Schließlich fühlt sich das letzte Drittel des Albums – mit dem Interlude (Shiny Things) beginnend und durch den ambiente Loop Kurt Runner aufgeblasen  – eher wie ein (zwar immer noch essentieller) Appendix an, der seine Qualitäten dann aber auf sich gestellt aufmerksamer machend entfalten hätte können.

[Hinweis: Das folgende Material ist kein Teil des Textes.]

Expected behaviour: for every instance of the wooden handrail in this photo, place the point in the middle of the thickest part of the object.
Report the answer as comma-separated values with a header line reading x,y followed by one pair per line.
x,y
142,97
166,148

Das zügig und flott mit Retro-Lockerheit, Classic-Tendenz und Bandfeeling auftrumpfende Say the Word ist immerhin ebenso gelungen wie das gemächlich schippernde Bruce Springsteen-Cover Wages of Sin sowie die alle Zeit der Welt in Vergänglichkeit und Zeitlosigkeit übersetzende Melancholie Stuffed Leopard. das ist aber das Paradoxon der Kurt Vile’schen Kunst: Seine Songs(ammlungen) sollten dezitiert beschnitten werden und könnten abseits des aktiven Konsuns trotzdem gut und gerne auch ewig weiterlaufen, weil man sich so fabelhaft in die Stimmung verliert, wo all die Monotonie in der Coolness nicht langweilig wird, und Spannung mit kaum merklicher Sparsamkeit variiert werden.
E gibts neben Gastbeiträgen von Le Bon, Chastity Belt, Stella Mozgawa und Sarah Jones im Detail eben doch so einige Kleinigkeiten zu entdecken, Facetten, die einem ans Herz wachsen – gleich wenn Palace of OKV in Reverse auf einem 80er Synth-Plüschsofa in die zurückhaltende Psychedelik chillt beispielsweise oder Like Exploding Stones mit seinem sommerlichem Real Estate– meets-Beach House-Vibe, dessen milder Sonnenschein traumwandelnd begleitet, bis ein Saxofon in den irgendwo zwischen endloser Küstenstraße und Astralem Trip flanierenden Texturen heimlich um den fast krautigen Stoizismus schleicht.
Wenn man so will versteckt Vile mit dem Grower (watch my moves) auf Nummer Sicher gehend eben ein weiteren Hochkaräter vor aller Augen, vielleicht sogar sein bestes Album seit Wakin on a Pretty Daze (2013); er spielt mit offenen Karten und hat doch das eine oder andere Ass im Ärmel. Nur der Opener, das das überraschend luftig, verspielt und salopp am Klavier klimpernde Goin on a Plane Today mit seinen minimalistischen Bläsern und wogenden Backingvovals, bleibt dann ein einziger Bluff ohne Folgen.